Online series are only the tip of the iceberg. At the Dance@Live final on a blistering Saturday in September, hundreds of hip-hop dancers from Asia, Europe, and North America crammed into a club on Tokyo's waterfront to compete against each other. What was striking was the similarities in their styles and repertoires. In a 2010 TED Talk, the filmmaker Jonathan Chu said: "Dancers have created a whole global laboratory online. Kids in Japan are taking moves from a YouTube video created in Detroit, building on it within days and releasing a new video, while teenagers in California are taking the Japanese video and remixing it to create a whole new dance style."
In a subsequent speech, TED curator Chris Anderson called this an example of 'crowd-accelerated innovation.' Many niche subcultures have benefited from the phenomenon, but the YouTube team in San Bruno are more interested in how the same principles can be applied to much larger audiences. "There is this incredible opportunity for YouTube not just to be an archive of the human experience, but also to be this really wonderful knowledge center," says Angela Lin, head of YouTube Education, which started as a volunteer project and has since grown into over 700 channels of educational content. "Not only has it become a teaching aid," says Lin, "but we have seen a large growth in peer-to-peer learning. Seeing someone do something, even if it's in another country, compels you to do better or build off that, whether it's dancing or medicine."
Borges' Library of Babel drove many of its inhabitants to depression or hysteria because it was too large and all encompassing to understand. But however daunting YouTube appears today, it will only come more clearly into focus as we begin to realize its creative potential. It may be an archive of human experiences, but it is also shaping the experiences we'll have in the future.

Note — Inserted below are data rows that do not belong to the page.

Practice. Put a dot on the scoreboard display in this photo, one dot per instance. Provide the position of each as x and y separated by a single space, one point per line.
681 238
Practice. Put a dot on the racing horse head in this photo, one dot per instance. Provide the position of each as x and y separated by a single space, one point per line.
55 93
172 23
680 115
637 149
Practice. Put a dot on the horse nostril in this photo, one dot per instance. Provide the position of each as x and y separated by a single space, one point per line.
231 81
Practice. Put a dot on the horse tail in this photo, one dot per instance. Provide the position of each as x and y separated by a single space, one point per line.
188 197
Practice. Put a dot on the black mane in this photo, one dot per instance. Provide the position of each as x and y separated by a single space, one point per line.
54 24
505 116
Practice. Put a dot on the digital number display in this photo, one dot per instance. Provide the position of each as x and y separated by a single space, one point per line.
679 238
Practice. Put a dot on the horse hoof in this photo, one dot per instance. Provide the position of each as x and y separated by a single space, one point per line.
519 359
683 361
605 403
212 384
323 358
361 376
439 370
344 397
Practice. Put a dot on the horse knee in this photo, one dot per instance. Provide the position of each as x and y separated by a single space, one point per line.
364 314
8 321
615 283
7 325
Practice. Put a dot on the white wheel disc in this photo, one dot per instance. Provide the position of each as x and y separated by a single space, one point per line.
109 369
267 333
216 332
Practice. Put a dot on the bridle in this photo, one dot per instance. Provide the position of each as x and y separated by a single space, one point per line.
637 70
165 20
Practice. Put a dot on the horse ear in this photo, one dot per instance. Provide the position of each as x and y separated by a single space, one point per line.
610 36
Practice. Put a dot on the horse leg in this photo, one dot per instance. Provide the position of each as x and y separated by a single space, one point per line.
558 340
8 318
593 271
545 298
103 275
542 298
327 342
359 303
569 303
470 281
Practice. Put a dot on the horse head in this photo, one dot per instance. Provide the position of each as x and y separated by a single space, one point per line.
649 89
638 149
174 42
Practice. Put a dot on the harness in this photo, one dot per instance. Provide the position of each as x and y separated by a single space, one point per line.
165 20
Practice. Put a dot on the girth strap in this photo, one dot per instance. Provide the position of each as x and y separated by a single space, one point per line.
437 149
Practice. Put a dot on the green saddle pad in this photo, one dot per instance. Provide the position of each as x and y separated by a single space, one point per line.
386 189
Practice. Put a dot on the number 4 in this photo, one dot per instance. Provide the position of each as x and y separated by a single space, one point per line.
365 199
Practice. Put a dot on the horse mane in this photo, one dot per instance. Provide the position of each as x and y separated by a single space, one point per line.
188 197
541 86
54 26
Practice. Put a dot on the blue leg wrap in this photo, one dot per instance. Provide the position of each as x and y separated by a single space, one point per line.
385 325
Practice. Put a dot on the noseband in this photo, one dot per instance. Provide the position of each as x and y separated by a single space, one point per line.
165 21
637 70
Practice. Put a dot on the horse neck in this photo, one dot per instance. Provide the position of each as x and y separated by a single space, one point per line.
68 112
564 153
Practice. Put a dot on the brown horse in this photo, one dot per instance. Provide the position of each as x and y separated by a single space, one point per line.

Adrienne Russell, an Assistant Professor of Digital Media Studies at the University of Denver, believes that we will inevitably come to understand the medium better as our media consumption habits change. "People are creating new genres of broadcast media: Responding, mixing, creating memes, etc.," she says. "All of these examples point to engagement really shifting the way people see themselves and the way they engage in public life. It's not like voting or going door-to-door and having someone sign a petition. It makes a much richer environment for all of us on a societal level."